FTC investigating complaints that Apple is holding back rival music streamers in the App Store
According to a new report, Apple is being looked at by the FTC following claims that the tech giant has been holding back rival streamers in the App Store, following the launch of Apple Music at the end of last month. The Agency is making certain that Apple's treatment of rival music streamers isn't against the law. Section Five of the FTC Act prohibits "unfair or deceptive acts or practices," which could be how the FTC goes after Apple if it decides to do so.

While Apple has just launched its own streaming service, it also offers other streaming music apps in the App Store like Spotify, Rhapsody, Jango and others. Apple charges $9.99 a month (after a three-month free trial) for Apple Music, or $14.99 a month for a family of up to six.

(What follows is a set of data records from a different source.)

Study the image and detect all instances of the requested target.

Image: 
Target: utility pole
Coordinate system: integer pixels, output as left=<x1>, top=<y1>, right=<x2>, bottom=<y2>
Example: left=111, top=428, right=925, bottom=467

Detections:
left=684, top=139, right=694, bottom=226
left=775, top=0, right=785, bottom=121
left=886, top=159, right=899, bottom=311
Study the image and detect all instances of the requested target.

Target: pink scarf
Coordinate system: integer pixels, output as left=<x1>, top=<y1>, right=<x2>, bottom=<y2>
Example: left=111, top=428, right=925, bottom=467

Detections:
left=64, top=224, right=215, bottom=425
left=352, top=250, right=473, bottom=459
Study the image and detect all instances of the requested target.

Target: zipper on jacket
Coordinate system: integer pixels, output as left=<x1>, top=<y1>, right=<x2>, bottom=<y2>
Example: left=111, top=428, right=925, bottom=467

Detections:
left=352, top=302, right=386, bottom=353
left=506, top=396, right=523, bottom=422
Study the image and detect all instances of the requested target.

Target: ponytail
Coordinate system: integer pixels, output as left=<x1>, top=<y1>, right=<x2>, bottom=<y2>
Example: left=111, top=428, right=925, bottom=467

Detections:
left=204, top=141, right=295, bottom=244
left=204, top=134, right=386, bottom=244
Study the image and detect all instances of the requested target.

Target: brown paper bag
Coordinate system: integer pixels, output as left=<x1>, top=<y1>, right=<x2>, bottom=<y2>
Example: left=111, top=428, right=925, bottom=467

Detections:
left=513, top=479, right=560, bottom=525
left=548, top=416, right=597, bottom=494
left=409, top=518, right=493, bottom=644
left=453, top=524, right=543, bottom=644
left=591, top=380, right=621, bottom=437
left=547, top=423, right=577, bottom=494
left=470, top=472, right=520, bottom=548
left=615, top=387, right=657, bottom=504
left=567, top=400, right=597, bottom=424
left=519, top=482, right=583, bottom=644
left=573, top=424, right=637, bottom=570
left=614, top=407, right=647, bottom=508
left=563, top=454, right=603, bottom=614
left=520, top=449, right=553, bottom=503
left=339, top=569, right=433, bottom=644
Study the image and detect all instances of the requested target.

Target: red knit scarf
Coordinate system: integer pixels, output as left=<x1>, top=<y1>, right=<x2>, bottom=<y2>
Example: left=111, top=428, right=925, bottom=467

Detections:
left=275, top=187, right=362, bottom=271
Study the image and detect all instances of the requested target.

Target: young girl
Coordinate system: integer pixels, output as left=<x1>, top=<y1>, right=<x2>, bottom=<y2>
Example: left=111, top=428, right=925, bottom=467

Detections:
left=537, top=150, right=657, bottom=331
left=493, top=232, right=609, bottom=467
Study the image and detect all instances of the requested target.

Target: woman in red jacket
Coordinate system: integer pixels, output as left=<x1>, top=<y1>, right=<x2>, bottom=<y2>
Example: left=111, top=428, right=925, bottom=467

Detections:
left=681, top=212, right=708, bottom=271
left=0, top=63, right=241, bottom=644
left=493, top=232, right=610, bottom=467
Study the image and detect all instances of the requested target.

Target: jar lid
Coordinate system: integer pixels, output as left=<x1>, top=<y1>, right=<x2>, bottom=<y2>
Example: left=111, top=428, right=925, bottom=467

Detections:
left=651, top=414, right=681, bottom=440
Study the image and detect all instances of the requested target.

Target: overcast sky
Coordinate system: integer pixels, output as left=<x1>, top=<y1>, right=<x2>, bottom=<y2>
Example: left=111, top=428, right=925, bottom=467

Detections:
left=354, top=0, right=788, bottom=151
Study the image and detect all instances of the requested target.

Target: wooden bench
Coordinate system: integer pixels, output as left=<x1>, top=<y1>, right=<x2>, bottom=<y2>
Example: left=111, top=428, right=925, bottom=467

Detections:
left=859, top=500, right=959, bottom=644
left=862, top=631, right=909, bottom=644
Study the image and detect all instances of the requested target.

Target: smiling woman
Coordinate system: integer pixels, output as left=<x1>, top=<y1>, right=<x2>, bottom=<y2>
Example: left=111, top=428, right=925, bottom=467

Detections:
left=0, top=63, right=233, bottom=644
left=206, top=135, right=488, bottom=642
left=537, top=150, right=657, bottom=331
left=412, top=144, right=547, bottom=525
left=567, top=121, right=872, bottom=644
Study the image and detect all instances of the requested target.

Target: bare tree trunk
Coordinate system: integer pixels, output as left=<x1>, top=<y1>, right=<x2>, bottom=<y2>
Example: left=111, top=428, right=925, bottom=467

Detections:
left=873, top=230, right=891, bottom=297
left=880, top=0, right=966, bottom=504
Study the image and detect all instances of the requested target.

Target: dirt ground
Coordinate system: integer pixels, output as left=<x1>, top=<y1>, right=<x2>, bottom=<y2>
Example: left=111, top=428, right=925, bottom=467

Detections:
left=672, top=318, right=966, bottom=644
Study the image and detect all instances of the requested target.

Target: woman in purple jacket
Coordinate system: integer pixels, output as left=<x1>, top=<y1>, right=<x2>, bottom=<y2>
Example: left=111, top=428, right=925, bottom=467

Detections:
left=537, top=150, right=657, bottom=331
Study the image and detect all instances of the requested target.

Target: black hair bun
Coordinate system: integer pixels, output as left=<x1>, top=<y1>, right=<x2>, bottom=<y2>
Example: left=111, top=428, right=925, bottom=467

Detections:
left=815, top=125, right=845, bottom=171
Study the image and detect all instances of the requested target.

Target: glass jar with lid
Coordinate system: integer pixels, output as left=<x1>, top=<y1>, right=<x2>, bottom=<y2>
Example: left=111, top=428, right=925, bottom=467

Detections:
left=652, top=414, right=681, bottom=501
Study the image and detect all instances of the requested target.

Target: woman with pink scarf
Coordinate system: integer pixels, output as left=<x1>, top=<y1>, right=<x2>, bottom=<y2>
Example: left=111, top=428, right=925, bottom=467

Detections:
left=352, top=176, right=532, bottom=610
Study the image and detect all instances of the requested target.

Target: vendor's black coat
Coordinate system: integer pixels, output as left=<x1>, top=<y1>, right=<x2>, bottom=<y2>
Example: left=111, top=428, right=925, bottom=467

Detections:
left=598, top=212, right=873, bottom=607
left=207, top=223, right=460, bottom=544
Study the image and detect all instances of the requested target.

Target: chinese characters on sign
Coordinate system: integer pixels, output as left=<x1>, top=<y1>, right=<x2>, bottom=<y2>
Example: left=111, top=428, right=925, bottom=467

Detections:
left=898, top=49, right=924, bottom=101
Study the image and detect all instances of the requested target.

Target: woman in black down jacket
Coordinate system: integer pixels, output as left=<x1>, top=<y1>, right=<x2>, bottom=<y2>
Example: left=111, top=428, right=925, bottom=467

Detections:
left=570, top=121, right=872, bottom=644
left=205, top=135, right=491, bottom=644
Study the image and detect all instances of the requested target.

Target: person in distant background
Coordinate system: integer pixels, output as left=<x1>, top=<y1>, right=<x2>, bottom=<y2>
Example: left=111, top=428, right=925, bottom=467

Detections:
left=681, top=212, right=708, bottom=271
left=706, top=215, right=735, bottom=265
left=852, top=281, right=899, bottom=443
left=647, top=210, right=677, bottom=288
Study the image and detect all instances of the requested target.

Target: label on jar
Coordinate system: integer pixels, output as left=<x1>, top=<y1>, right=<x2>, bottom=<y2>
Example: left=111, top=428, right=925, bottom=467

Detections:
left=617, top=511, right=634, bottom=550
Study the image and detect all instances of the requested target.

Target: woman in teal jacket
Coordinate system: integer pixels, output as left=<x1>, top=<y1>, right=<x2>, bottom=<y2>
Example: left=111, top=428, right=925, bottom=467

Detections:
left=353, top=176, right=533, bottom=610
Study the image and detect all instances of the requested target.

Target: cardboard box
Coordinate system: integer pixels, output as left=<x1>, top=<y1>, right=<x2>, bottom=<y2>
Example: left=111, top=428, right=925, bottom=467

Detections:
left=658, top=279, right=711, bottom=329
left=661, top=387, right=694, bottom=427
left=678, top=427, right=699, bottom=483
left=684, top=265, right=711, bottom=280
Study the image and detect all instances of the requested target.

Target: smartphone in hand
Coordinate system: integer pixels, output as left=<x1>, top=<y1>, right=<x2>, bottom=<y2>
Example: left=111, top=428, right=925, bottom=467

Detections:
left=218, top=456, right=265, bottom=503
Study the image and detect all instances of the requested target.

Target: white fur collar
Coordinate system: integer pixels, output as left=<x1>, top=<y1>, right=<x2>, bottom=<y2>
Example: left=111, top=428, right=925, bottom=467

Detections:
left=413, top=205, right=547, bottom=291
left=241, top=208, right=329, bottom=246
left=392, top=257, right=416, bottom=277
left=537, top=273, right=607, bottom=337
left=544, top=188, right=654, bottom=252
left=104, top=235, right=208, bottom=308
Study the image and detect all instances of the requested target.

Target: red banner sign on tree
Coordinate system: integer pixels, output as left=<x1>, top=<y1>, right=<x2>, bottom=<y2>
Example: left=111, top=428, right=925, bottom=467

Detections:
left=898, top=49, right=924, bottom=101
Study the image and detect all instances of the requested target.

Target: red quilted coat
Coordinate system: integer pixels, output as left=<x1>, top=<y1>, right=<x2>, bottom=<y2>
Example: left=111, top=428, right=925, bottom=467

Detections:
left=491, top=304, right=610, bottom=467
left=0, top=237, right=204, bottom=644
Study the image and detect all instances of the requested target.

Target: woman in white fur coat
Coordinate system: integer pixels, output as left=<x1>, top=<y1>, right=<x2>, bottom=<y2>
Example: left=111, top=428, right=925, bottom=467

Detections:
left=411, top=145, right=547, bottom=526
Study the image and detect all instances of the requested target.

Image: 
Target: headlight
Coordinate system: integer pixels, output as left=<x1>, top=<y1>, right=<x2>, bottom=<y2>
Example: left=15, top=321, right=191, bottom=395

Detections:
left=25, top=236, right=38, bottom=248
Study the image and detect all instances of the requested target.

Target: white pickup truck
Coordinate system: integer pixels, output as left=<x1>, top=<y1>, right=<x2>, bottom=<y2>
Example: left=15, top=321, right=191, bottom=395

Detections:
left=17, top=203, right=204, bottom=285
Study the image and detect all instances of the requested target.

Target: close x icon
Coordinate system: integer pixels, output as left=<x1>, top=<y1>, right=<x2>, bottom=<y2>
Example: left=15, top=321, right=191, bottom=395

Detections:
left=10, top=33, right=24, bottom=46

Apple also takes a 30% cut of in-app purchases and subscriptions that are made from the App Store. So rival streamers are complaining that since Apple takes a share of their revenue, they are forced to either charge 30% more, or accept a lower profit margin. Either way, rival streamers are not allowed to be competitive.

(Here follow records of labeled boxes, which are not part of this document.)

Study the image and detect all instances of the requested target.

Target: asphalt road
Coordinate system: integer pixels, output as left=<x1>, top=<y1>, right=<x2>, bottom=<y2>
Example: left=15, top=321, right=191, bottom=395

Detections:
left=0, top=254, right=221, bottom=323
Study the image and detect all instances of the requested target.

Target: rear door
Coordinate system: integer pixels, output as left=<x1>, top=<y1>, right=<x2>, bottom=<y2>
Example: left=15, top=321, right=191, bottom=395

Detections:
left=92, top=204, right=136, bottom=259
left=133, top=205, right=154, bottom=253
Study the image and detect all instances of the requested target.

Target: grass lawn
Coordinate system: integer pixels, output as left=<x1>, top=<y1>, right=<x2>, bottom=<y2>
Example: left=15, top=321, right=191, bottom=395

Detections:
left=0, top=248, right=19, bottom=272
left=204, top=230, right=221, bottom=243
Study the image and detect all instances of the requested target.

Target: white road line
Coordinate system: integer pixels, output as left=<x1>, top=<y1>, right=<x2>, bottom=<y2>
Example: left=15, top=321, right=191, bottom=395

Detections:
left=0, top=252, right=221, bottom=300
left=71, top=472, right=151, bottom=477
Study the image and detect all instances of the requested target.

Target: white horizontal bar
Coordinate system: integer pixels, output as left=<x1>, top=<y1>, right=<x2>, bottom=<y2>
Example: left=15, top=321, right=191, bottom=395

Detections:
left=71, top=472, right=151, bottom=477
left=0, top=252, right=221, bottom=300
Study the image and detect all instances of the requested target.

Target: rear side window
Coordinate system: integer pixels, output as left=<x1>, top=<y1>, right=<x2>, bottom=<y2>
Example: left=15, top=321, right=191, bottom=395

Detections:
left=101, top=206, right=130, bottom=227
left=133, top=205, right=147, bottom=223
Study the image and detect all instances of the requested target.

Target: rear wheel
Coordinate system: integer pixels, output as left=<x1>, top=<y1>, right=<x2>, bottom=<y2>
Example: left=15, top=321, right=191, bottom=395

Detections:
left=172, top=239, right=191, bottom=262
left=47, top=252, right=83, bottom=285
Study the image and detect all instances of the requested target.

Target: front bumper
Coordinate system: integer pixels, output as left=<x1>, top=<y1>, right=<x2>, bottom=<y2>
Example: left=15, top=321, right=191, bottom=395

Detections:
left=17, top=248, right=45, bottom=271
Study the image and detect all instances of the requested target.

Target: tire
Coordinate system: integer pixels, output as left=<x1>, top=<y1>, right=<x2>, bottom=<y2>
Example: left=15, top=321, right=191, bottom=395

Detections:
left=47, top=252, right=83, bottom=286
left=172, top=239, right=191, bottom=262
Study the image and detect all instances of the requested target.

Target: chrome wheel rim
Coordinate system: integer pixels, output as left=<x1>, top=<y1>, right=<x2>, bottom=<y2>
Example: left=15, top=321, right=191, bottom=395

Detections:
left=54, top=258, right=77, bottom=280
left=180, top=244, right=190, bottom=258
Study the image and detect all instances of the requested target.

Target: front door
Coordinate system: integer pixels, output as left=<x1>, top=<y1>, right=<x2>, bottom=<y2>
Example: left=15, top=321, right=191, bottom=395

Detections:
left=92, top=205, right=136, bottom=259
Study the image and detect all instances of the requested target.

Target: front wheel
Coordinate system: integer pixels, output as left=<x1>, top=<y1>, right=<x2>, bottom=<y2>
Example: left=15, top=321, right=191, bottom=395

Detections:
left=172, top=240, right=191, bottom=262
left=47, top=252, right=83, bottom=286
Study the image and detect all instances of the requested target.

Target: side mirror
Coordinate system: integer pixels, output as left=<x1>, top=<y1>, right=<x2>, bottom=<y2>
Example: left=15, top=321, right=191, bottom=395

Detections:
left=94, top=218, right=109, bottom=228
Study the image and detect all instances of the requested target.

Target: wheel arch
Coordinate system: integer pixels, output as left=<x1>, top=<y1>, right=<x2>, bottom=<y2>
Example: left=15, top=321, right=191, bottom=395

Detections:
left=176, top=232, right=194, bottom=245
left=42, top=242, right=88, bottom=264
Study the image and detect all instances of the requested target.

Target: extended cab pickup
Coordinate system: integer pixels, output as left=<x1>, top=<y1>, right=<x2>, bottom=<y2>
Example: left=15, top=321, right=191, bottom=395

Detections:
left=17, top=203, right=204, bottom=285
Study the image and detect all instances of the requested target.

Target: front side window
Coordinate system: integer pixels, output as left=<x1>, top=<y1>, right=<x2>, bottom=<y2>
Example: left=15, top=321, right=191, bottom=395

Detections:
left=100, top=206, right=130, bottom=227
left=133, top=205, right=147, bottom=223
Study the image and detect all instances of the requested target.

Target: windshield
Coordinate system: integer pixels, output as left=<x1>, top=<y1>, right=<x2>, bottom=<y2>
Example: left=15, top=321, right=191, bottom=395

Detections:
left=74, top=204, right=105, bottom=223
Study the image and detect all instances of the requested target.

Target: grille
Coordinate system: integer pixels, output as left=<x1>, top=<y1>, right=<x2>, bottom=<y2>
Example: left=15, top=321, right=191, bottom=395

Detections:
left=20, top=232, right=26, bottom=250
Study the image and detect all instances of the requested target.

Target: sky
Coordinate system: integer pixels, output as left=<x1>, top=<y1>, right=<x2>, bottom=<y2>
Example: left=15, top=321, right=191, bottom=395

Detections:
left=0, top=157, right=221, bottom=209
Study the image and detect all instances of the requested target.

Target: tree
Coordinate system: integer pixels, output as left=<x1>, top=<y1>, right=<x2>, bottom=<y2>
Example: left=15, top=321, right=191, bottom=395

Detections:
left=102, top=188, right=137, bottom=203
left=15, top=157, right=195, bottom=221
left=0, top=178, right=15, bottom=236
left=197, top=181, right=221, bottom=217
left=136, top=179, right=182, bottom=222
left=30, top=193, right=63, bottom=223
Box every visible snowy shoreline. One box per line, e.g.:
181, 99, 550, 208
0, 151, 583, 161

Other issues being investigated by the FTC include Apple's prohibition against rival streamers advertising in the app that their service is available on other platforms. Also banned by Cupertino are links from a rival streamer's app to its own website. While Google also takes a 30% cut of subscription revenue earned by rival streamers, others say that it does not have as many restrictions as Apple has.

Earlier this year before Apple Music launched, there was talk that the DOJ was investigating Apple. The company reportedly asked music labels during negotiations, to pressure Spotify into dropping its ad-supported free tier of service. Another rumor had Apple telling Universal Music that it would reimburse it for all revenue lost if it would stop providing music to YouTube.